Дурак, не мог обходительнее?
— Как нет?
— Надя еще осенью сорок первого погибла. Игорь… Тоже. Позже. Была я дома. Госпиталь под Москвой стоит. Ездила. Ничего нет. Пустая квартира. Полностью пустая. Не могу я туда. Тошно.
— Хорошо, — лицо ладонями обхватил. — Ко мне уезжай, к сестре, Вале. Она знает о тебе, я писал. Будете меня с ней ждать…
— Ты не понял, Коля, — отодвинулась совсем. — Не уеду я. Пока хоть один фашист на моей земле ходит, пока хоть один фриц еще жив — не уйду и не уеду, — заявила твердо, неожиданно жестко и безапелляционно. — Счет у меня к ним, огромный счет, Коля.
— Как у всех. Я за тебя его оплачу.
— Нет. Это мой личный счет, — развернулась, в блиндаж пошла.
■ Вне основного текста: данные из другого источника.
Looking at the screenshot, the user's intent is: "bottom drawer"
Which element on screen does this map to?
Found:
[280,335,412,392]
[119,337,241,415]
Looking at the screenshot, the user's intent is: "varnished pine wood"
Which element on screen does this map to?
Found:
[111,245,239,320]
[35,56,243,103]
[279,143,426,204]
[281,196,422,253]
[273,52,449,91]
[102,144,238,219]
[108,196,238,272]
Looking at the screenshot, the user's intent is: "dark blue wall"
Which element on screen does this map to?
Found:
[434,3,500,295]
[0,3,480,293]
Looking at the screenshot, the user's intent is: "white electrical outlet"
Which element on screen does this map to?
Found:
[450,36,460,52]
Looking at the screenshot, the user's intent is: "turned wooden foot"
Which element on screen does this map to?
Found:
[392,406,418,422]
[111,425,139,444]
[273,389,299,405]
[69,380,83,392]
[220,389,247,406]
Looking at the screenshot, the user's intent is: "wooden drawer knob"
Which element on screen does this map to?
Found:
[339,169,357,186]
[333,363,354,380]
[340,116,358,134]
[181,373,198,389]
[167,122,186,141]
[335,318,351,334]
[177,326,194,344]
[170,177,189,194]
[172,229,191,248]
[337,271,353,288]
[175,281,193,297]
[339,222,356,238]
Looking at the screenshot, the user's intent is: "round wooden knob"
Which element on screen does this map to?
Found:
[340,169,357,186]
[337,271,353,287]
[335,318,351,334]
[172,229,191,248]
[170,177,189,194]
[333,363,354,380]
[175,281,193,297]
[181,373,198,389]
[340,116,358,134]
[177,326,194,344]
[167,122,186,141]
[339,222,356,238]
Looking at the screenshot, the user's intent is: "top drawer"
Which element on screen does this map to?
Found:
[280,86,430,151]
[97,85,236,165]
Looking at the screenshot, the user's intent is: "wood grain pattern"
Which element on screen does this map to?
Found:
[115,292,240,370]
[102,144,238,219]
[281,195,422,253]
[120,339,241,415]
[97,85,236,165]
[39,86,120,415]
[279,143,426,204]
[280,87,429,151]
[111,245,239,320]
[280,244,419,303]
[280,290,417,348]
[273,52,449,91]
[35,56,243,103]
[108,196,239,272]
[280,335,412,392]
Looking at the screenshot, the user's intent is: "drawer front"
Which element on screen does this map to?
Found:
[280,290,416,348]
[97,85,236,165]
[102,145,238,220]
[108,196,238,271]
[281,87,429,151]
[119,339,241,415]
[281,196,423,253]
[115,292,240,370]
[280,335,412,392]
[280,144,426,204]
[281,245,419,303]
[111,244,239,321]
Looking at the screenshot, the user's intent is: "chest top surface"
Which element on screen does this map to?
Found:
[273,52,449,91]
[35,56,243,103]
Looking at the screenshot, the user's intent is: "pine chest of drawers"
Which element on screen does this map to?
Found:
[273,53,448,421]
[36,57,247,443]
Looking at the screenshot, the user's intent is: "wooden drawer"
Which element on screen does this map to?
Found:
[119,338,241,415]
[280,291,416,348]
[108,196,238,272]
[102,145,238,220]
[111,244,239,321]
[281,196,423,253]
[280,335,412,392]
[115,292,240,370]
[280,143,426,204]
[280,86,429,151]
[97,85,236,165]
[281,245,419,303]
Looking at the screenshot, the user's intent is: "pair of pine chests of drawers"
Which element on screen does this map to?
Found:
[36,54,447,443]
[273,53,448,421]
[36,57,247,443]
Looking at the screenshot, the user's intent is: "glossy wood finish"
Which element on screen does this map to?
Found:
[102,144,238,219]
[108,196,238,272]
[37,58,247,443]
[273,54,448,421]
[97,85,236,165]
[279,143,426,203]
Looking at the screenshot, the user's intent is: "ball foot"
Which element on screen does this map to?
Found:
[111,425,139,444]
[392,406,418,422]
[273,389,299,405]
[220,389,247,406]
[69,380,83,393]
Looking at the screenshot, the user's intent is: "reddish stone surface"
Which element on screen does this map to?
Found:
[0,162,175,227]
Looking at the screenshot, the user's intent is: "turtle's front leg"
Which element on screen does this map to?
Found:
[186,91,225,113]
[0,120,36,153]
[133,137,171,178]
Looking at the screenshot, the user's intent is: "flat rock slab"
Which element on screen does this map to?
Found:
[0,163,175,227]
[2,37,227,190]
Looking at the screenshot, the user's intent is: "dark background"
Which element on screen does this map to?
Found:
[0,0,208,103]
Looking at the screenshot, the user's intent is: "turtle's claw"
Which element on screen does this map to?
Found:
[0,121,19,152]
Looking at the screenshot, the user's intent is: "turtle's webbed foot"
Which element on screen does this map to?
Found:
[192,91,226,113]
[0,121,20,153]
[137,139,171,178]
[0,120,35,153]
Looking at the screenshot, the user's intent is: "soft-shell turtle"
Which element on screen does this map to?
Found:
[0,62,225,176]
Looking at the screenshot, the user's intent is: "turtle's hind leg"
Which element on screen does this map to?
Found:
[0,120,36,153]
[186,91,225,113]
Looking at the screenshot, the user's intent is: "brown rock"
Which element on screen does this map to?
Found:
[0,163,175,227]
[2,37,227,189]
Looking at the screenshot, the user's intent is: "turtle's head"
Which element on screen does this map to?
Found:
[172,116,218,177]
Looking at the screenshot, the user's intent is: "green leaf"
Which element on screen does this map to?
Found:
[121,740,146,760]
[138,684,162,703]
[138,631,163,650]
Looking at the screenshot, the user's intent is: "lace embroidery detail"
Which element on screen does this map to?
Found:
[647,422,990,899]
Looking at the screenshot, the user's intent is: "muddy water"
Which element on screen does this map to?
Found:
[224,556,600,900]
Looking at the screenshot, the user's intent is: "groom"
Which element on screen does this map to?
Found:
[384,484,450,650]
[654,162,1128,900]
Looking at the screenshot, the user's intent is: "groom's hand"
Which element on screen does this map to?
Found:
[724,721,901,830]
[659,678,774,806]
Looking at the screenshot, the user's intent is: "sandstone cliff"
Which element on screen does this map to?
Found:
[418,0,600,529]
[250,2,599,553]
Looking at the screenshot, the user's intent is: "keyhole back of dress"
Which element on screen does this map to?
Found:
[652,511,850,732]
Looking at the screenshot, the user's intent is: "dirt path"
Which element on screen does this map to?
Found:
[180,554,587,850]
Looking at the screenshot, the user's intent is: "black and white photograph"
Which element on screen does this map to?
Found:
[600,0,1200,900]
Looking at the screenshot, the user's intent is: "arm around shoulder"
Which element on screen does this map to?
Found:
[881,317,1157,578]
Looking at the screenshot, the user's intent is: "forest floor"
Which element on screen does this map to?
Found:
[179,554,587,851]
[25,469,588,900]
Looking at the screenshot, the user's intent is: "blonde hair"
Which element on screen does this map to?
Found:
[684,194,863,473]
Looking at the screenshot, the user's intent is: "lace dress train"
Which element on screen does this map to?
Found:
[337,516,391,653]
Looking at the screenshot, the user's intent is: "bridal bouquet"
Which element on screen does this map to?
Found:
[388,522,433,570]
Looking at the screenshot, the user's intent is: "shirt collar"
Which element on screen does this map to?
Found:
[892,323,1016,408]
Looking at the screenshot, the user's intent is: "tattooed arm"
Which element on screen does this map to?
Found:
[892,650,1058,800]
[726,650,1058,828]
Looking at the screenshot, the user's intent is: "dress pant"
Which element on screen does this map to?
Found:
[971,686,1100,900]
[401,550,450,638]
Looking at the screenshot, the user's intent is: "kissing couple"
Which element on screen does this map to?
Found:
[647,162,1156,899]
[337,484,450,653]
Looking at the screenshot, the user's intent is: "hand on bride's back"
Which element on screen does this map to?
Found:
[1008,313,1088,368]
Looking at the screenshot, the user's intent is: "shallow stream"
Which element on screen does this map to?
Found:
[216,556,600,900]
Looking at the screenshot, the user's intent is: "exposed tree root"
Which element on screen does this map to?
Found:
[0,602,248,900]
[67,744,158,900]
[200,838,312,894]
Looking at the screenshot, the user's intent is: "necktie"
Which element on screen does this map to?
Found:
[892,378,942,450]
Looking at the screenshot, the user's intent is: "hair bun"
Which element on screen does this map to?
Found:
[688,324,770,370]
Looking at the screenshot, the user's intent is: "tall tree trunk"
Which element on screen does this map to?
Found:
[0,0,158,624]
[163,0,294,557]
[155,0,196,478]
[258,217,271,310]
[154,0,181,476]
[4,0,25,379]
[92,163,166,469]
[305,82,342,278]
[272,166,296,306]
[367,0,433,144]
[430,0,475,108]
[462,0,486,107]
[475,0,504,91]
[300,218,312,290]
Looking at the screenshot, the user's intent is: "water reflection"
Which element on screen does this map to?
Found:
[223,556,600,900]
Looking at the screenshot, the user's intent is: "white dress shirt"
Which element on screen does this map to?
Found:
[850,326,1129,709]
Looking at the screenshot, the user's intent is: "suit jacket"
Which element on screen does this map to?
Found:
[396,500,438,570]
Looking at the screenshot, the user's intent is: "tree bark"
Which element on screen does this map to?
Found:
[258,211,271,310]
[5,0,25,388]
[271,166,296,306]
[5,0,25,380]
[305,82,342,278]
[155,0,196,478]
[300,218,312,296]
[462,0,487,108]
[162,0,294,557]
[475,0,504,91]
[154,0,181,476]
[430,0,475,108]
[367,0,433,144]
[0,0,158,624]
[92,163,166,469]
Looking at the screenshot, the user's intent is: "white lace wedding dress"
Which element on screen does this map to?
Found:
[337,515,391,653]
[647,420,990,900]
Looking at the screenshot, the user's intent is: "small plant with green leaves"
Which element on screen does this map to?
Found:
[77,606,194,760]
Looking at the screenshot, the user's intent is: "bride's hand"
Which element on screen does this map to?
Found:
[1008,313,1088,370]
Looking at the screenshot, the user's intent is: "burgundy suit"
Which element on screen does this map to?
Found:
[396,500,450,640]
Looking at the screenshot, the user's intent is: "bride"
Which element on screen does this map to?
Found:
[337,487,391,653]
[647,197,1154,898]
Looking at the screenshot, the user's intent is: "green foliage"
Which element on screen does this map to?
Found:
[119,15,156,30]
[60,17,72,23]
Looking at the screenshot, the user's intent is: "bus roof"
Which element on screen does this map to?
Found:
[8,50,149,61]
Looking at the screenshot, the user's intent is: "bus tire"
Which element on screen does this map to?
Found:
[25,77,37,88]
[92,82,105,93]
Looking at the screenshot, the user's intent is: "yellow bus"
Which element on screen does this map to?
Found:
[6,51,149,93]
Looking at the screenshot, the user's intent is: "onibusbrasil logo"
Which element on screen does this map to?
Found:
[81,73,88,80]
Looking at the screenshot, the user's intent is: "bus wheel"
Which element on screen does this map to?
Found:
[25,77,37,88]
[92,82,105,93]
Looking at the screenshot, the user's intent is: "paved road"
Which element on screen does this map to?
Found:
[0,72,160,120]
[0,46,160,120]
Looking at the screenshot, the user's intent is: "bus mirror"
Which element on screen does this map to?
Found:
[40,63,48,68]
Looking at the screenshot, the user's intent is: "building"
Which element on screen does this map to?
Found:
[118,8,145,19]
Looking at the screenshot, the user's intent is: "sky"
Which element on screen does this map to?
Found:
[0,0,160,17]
Мужчина понял, что эту тему сегодня лучше не трогать.
— Я приду через пару часов, Лена!
Девушка кивнула и скрылась в блиндаже.
Николай мысленно выругался на себя, дурака, что слишком напористо себя вел. Закурил и только тут бойцов заметил, разведчиков. Те вытянулись, как положено, с травы поднявшись, но взгляды их майору не понравились.
— Обидите ее, лично головы оторву, — процедил, удостоив каждого тяжелым взглядом, и пошел в сторону землянки Грызова.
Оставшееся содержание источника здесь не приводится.